Why is this the most exciting? Because it has become a challenge to me to beat this system at its own game. I have been stopped more times than I can count at this gateway.
My shoes are unlaced and come off, my bag pops open and the netbook comes out into a plastic tub, the shoes go in there too. Everything in my pockets – phone, wallet, and change, anything – goes into the bag. My belt flies off into the plastic tub. My jacket is already in there. Everything goes on the conveyor belt.

Then, with a deep sigh, I step forward to the beckoning TSA agent at the metal detector. And with a sense of “I know this thing is going to beep at me”, I walk through and stop, waiting for the questions about my pocket contents, any medical metal hardware or whatever else they can ask me.

Guess what? I won this time. Maybe the machine is malfunctioning. Maybe the sun is shining just the right way right now, or maybe the magnetic poles of the Earth are aligned perfectly for me right at this moment.

No call for a bag check, no red light went off, requiring a roundabout impromptu interrogation by a security idiot, for whom petty power has corrupted beyond all proportions, and no further hold up for me at this station.

Sigh of relief, grab my shoes, bags and laptop. I had almost considered doing this trip in only my pajamas.

Up until this point, I think I’ve waited in about four lines, and there’s one more – boarding the plane. Not the most efficient process to say the least – as this airline does not board by section, row or reason – simply board now. There’s a line that stretches to two gates away for this flight only.
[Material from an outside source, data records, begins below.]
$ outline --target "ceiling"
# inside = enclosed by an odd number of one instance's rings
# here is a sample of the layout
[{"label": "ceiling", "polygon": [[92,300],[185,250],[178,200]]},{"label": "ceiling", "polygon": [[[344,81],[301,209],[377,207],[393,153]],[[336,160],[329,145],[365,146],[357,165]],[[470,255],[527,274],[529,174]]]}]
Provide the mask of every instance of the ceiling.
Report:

We take a seat, and wait for the line to be processed at a snail’s pace.

Once on board, again it seems like people have forgotten all semblance of “how things work”, not realizing that we’re all going to be compressed in this tin can for the next 10 hours or so. Crowding in the aisles, stopping and talking with people already seated, blocking the passage of everyone else from boarding, tossing their carry-on in to the overhead compartments and sitting down.

Before leaving home, I took the time to visit the El Al web site and look at their carry-on luggage policy – and got out the measuring tape to verify that my bag did indeed meet the required size limits, and it did. However, a Boeing 747-400 (how long ago was this particular aircraft made?) center overhead compartments are about 1 inch smaller than the advertised capacity. My frustration of trying to jam my own bag into their compartment were heard for a few rows, and a few people smiled in sympathy, and nod. I guess they had a similar experience at some point.
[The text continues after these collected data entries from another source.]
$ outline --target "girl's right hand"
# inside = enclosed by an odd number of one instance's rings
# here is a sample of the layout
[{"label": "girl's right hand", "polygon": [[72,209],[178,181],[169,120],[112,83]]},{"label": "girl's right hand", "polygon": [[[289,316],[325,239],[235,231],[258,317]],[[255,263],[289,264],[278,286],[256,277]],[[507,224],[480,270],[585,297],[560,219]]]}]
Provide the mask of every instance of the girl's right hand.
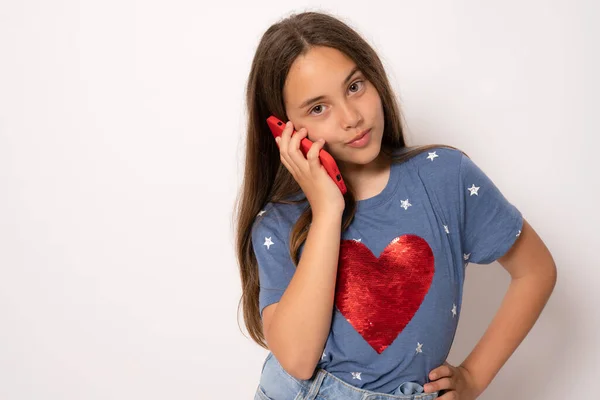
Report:
[{"label": "girl's right hand", "polygon": [[341,215],[346,206],[344,196],[319,160],[319,151],[325,145],[325,141],[321,139],[314,142],[305,158],[300,150],[300,141],[307,137],[306,128],[300,129],[292,136],[293,131],[294,125],[288,121],[281,137],[276,139],[281,162],[306,195],[313,216],[330,213]]}]

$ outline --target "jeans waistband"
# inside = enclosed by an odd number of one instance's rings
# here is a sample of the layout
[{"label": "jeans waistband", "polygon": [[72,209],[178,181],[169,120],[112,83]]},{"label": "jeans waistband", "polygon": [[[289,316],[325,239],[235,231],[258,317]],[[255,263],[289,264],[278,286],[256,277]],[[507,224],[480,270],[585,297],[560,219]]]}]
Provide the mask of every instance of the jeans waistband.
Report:
[{"label": "jeans waistband", "polygon": [[438,397],[438,392],[409,395],[375,393],[354,387],[322,368],[319,368],[307,383],[309,383],[308,392],[302,400],[315,400],[317,395],[326,396],[328,388],[332,388],[337,396],[343,395],[343,398],[357,400],[433,400]]}]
I walk farther down the plane looking for space in one of the overhead compartments that face the windows, large enough to share, and as I see an opening and begin to raise my bag, a guy tells me that his “seats are here and this room should be reserved for him and his family”. I grumble and move along further down, finally spot a vacancy 10 rows away, rush there, toss my bag in, slam the compartment shut and sigh in relief.

Fighting my way upstream to get back to my seat, I look and see that, of course, I’m sitting next to a guy that has had his (and mine and yours) share of good meals, and that his gut spills over on to the armrest, to squash against my right arm, prompting me to fly with my arms folded in front of me for most of the flight.

The woman in front of me comments loudly that she cannot believe how small the seats and space between rows is. I smile in sympathy and nod.

And we haven’t even begun to taxi to the runway yet.